The Fed has hugely expanded its lending to the banking system against lower-quality collateral over the last 12 months but has sterilised the impact on the monetary base by selling Treasury securities. There is no current reason to think this approach will change. The further measures announced in recent days – including the loan to AIG, a new facility allowing banks to borrow to buy asset-backed commercial paper and planned Fed purchases of agency securities – will be financed mainly by the Treasury issuing additional bills and depositing the proceeds with the Fed, implying no impact on bank reserves.

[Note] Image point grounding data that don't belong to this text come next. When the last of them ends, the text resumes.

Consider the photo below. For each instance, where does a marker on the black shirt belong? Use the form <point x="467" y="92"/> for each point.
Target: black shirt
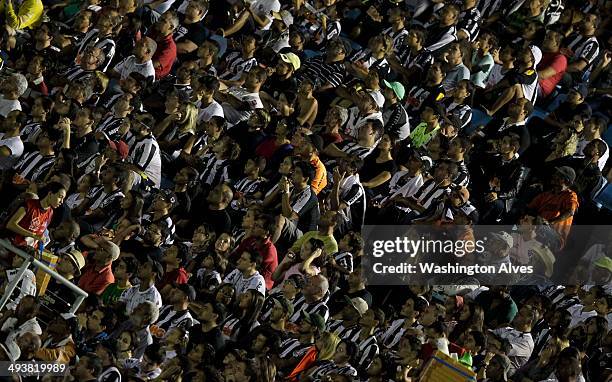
<point x="212" y="337"/>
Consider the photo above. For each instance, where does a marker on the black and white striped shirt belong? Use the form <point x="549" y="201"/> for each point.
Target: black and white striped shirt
<point x="29" y="132"/>
<point x="34" y="166"/>
<point x="76" y="73"/>
<point x="429" y="192"/>
<point x="345" y="260"/>
<point x="146" y="155"/>
<point x="214" y="171"/>
<point x="488" y="7"/>
<point x="397" y="37"/>
<point x="586" y="48"/>
<point x="328" y="367"/>
<point x="300" y="305"/>
<point x="110" y="126"/>
<point x="321" y="73"/>
<point x="409" y="59"/>
<point x="337" y="327"/>
<point x="147" y="219"/>
<point x="170" y="318"/>
<point x="236" y="66"/>
<point x="247" y="188"/>
<point x="368" y="349"/>
<point x="293" y="348"/>
<point x="460" y="111"/>
<point x="469" y="22"/>
<point x="439" y="37"/>
<point x="392" y="336"/>
<point x="266" y="310"/>
<point x="105" y="43"/>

Under current arrangements whereby the Fed does not pay interest on bank reserves, failure to sterilise the impact of its lending on the monetary base would push the effective fed funds rate down to zero. To keep the rate near the policy target of 2% while expanding the monetary base, the Fed would have to start paying interest on reserves at close to this level. There has yet to be any discussion of this possibility.
With respect to the broad money supply, the key point is that the Paulson / Bernanke plan involves the government buying suspect assets from banks rather than non-banks so there is no direct impact on the money holdings of the latter. If the scheme is financed by selling additional Treasury bills to banks, the net effect will be to increase the proportion of high-quality liquid securities on their balance sheets while leaving total assets unchanged. To the extent that funds are raised by selling additional Treasury securities to the non-bank private sector, there will actually be a negative first-round impact on the broad money supply and aggregate bank assets.
Of course, a successful scheme resulting in a normalisation of money and credit markets would increase banks’ willingness to lend, implying an indirect boost to monetary expansion.
Should the US authorities consider measures to boost broad money growth as part of their efforts to restore financial stability and stave off economic weakness? My favoured broad liquidity measure – M2 plus institutional money funds, commercial bank large time deposits and commercial paper outstanding – is still rising at a 9% annual rate, suggesting concern over monetary deficiency is premature. However, the shorter-term trend is weaker and bears close monitoring – see chart.